JAYAPURA-Tampaknya aparat kepolisian masih melunak terhadap pengunjuk rasa peringatan Hari Kemerdekaan Bangsa Papua Barat. Ini dibuktikan dengan dibebaskannya 13 dari 14 pengunjukrasa, di Samping Show Room Toyota, Polimak, Distrik Jayapura Selatan,Selasa (1/12).
Sedangkan seorang pengunjukrasa atas nama Markus Yenu (36), ditetapkan sebagai tersangka. Markus Yenu adalah  Daftar Pencarian Orang (DPO) Polda Papua yang sejak 9 Oktober lalu melarikan diri dari Lembaga Pemasyarakatan Manokwari, lantaran terbukti melakukan tindakan makar.
Hal ini diungkapkan Kapolda Papua Brigjen Pol Drs Bekto Suprapto MSi kapada Bintang Papua usai menghadiri upacara serahterima jabatan Karo Ops dan Direktur Reskrim Polda Papua di Aula Rastra Samara Mapolda Papua, Jayapura,Rabu (2/12).
 Dikatakan ke-13 pengunjukrasa itu dibebaskan Rabu (2/12) sekitar pukul 10.00 WIT setelah sebelumnya diamankan di Ruang Reskrim Polresta Jayapura.
  “Kami bebaskan mereka dan tetap kedepankan pembinaan dan persuasif dengan syarat mereka tak mengulangi lagi hal yang sama. Kalau mereka mengulangi lagi maka kami sudah punya cukup bukti, termasuk barang bukti yang disita untuk kirim ke Pengadilan,” ujar Kapolda.
  Sedangkan tersangka  Markus Yenu adalah salah satu dari 11 DPO Polda Papua bekaitan tindakan makar yang dilakukan selama ini.”Tersangka Markus Yenu tetap kami proses sebagai tersangka makar,” ujar Kapolda.    

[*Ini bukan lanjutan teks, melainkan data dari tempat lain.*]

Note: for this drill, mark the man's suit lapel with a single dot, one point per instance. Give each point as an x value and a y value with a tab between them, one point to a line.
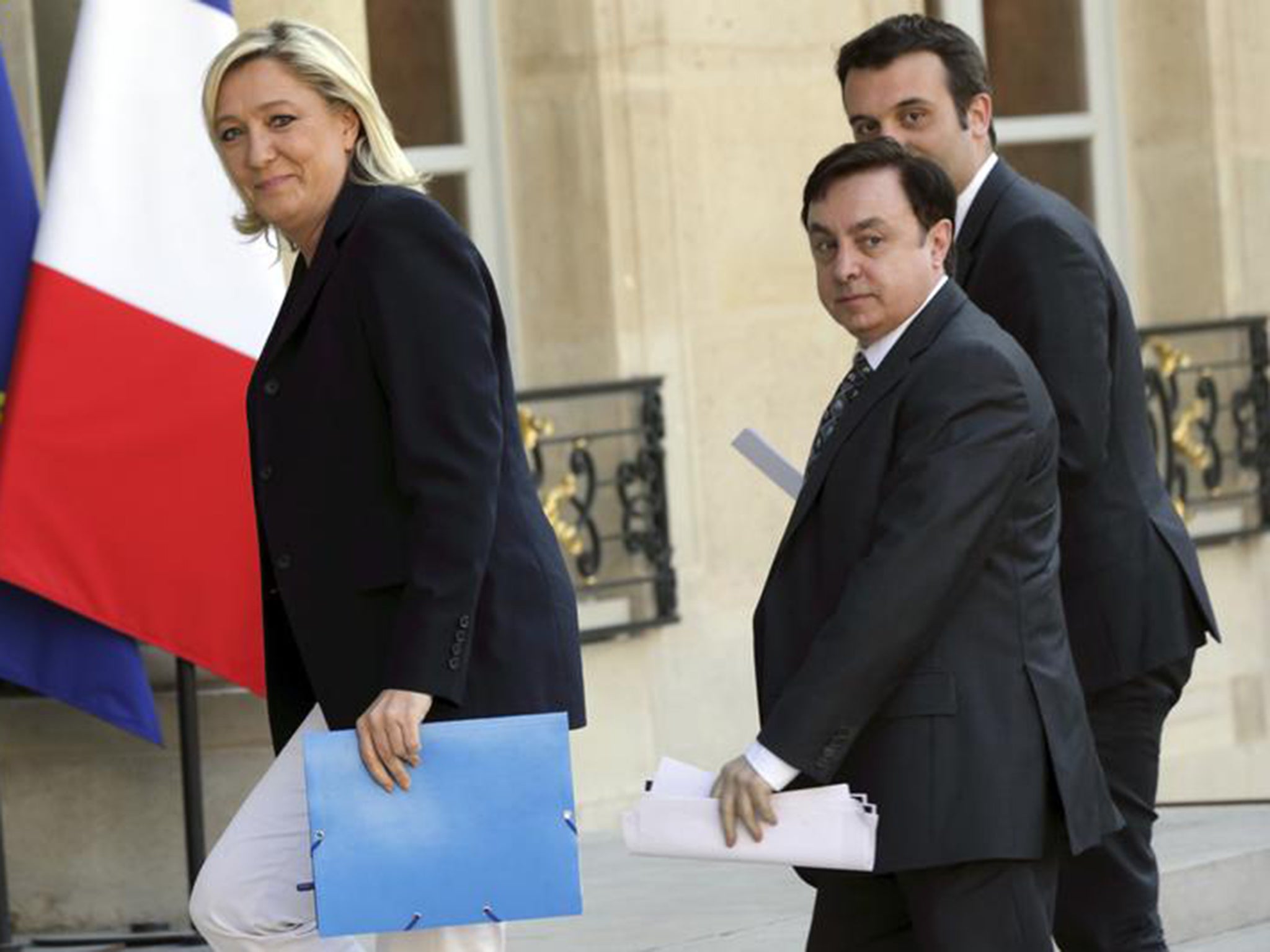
1000	180
923	329
308	281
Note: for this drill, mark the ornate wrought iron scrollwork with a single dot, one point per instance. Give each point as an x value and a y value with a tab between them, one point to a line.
1213	451
580	503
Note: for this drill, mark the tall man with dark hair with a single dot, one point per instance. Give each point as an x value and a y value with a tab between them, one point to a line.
1134	598
910	638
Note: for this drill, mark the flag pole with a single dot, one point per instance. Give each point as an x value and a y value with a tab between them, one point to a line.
192	804
7	943
191	767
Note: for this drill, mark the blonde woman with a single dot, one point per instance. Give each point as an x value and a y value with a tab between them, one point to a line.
407	569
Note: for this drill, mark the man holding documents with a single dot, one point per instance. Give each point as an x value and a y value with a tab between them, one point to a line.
910	639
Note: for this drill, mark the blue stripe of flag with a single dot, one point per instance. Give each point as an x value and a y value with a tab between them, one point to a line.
43	646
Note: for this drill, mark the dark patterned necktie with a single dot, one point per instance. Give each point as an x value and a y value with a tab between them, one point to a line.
848	391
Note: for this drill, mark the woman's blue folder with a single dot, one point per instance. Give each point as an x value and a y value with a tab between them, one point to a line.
486	833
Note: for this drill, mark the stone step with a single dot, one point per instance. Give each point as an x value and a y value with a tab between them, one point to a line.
1254	938
1215	870
1214	861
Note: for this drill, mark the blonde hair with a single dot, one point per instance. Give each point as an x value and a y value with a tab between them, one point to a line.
326	65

  Menurut Kapolda, tersangka Markus Yenu mengaku ia adalah seorang Napi pelarian dari Lembaga Pemasyarakatan Manokwari.  Ia juga mengaku bersama teman temannya dari pelbagai wilayah di Papua dan Papua Barat telah merencanakan melakukan huru hara atau kekacauan agar situasi di Papua chaos.  
 Kapolda juga membenarkan kalau pihaknya telah menangkap  dan menetapkan seorang pengibar Bendera Bintang Kejora berukuran 80 Cm X 40 Cm  untuk memperingati Hari Kemerdekaan Bangsa Papua Barat, Selasa (1/12) di Kabupaten Biak Numfor bernama Septinus Rumere, salah satu mantan TPN/OPM wilayah Biak.

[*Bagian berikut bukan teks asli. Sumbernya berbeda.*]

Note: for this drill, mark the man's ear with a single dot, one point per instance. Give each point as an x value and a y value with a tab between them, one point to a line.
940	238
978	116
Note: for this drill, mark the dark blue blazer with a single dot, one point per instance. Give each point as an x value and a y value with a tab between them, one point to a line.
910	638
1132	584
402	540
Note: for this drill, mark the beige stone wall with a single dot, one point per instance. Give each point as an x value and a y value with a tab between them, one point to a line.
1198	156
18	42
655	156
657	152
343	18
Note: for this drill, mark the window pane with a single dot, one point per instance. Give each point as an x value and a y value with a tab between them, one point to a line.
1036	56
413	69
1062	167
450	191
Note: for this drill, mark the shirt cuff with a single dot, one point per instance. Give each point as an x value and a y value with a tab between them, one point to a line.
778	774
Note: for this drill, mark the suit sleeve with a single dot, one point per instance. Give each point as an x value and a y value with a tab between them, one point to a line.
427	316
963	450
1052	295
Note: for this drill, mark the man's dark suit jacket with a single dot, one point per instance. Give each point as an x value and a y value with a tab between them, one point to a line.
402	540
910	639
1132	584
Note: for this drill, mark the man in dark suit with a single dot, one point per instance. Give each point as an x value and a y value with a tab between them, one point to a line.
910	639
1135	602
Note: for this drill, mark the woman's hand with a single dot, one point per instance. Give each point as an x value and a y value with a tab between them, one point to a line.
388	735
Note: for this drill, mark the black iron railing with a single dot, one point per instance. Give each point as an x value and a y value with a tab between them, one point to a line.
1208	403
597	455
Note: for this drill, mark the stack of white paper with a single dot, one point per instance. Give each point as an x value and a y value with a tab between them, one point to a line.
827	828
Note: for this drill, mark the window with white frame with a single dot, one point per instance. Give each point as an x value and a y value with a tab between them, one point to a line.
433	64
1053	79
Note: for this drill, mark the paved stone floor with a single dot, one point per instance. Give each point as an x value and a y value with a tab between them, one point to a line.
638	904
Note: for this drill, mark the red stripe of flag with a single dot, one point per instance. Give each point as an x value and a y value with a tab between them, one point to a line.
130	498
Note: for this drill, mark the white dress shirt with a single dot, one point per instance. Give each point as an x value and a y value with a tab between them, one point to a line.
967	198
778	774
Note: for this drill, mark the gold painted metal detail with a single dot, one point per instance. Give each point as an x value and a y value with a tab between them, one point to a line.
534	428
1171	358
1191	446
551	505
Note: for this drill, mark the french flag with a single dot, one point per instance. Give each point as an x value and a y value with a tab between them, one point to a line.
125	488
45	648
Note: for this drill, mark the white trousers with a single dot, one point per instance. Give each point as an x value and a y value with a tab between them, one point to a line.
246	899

  Septinus yang mengaku berpangkat Kapten di Jajaran TPN/OPM wilayah Biak itu merupakan mantan anak buah Panglima TPN/OPM wilayah Biak Numfor bernama Melkias Awom (alm).  Bendera yang dilarang Pemerintah Republik Indoenesia dikibarkan di depan rumahnya di Desa Orwe, Distrik Biak Timur sekitar pukul 07.00 WIT. Bendera tersebut diturunkan  dua jam kemudian setelah  dilihat oleh patroli polisi.
 Sementara itu, dari pihak DPRP  mengatakan, sangat menghormati  dan mendukung aparat keamanan yang melakukan pengamanan dalam perayaan 1 Desember tersebut, namun pendekatan atau cara yang dilakukan aparat dengan melakukan penangkapan dirasa kurang pas.
  Hal ini diungkapkan  Melkias Yeke Gombo, anggota Fraksi Demokrat kepada Bintang Papua, di Jayapura, Selasa (2/12) menanggapi adanya sejumlah warga yang ditangkap karena melakukan unjuk rasa.
  Aparat  keamanan, kata Melkias dalam menyikapi aksi perayaan kemarin (1 Desember), seharusnya menggunakan pendekatan persuatif. Sebab, tindakan yang dilakukan aparat dengan menangkap dan mengangkut ke mobil, bukan cara- cara yang baik dan patut dilakukan. Menurut Melkias tindakan aparat yang menangkap dan mengangku penjuk rasa ke mobil polisi merupakan cara kekerasan terhadap rakyat sipil. Lain halnya, jika pada aksi itu ada perlawanan dari masyarakat, maka wajar bila aparat mengambil sikap.”Kenyataan kemarin, masyarakat tidak melakukan perlawanan,”jelasnya.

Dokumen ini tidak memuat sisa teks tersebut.